Economists are assuming that the Fed will hike interest rates three times in 2018. The Fed thinks that the “neutral” rate (the target at which the federal funds rate is neither stimulating, nor slowing the economy) is between 2.5% to 2.75%. Since today’s rate is 1.25% to 1.50%, that is a long way up from the current target range. Again, from Wolf:

Interest rates on credit cards would follow in lockstep. These rate hikes to “neutral” would extract another $8 billion or so a year, on top of the additional $7.5 billion from the prior rate hikes.

But there is a double whammy, because credit card balances will also continue to rise. Rising credit card balances combined with rising interest rates on those balances will produce sharply higher interest costs to people who already can’t pay off their monthly credit card balances.

For many card holders with poor credit, this will eventually lead to default. Credit card delinquencies have started to tick up, from 2.16% in Q1 2016 to 2.53% in Q3. That is a low overall level of delinquency, but we need to look at to losses in the subprime segment (those with the lowest credit scores) and at the lenders that specialize in subprime lending. And there, delinquency rates are jumping.

Debt is not always a choice. A catastrophic medical debt, the death of the primary breadwinner, or loss of employment with no new job for an extended period of time can destroy a lifetime of savings in as little as a few months to a few years.

Since the crash of 2007, a great many people have be unable to find employment that is enough to support a family.

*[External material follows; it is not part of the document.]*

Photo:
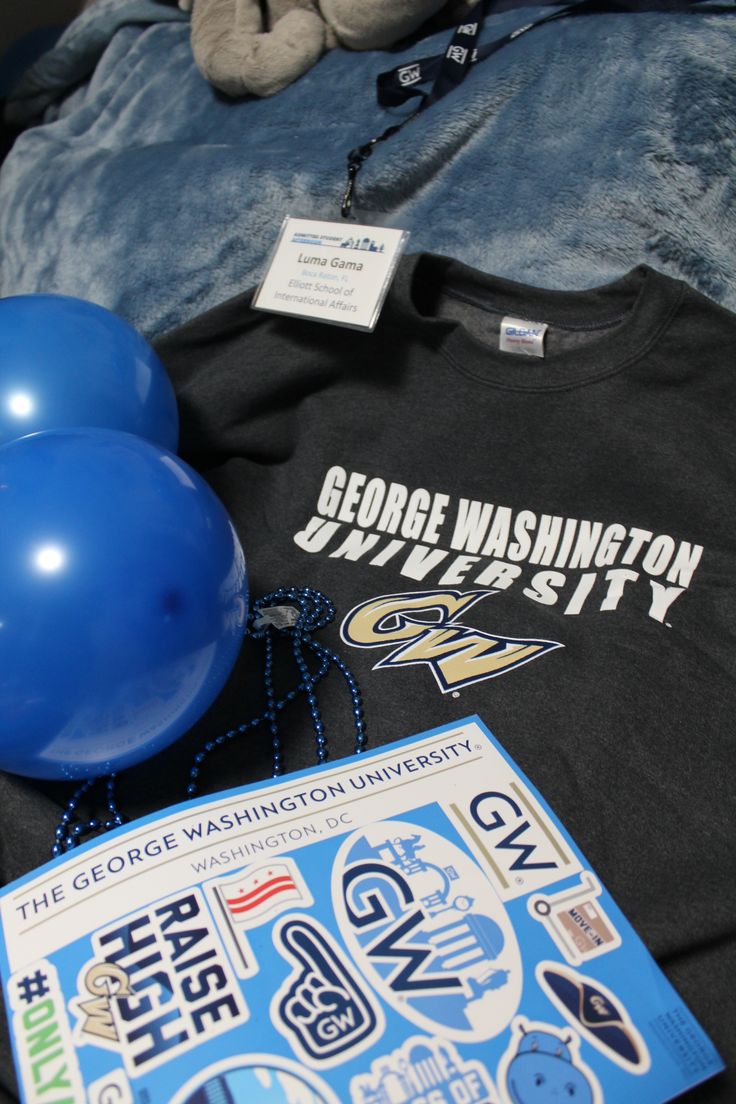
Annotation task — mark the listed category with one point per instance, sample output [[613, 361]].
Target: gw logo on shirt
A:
[[426, 627]]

And they have taken multiple jobs to try to make ends meet. Or any job that they can find.

It is this financial uncertainty which has a knock on effect for credit scores also. It’s no secret that without a good credit score, loans, mortgages and jobs can be pushed further out of reach. In times like these people often turn to the best credit repair companies as a way of fixing and improving their individual credit. Above all, no matter what your financial circumstances, it’s highly important to regularly check in with your spending and saving habits.

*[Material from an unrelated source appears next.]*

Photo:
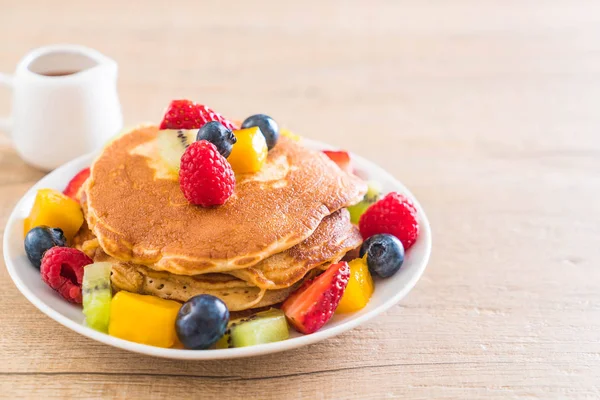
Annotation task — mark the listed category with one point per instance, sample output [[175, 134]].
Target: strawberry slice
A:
[[341, 158], [313, 304], [74, 185], [185, 114]]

And this is in what economists and politicians say are the best of times, with the lowest unemployment rate since 2000.

Increased costs for consumer credit coupled with increased delinquencies could become a third point reason for populist economic anger. Tax cuts for corporations and the wealthy, and the coming GOP attack on Medicare and Medicaid are also justifiable reasons for economic anger.

Where will voters turn for a solution?

After all, governance has ceased to be a part of the job description of our political parties.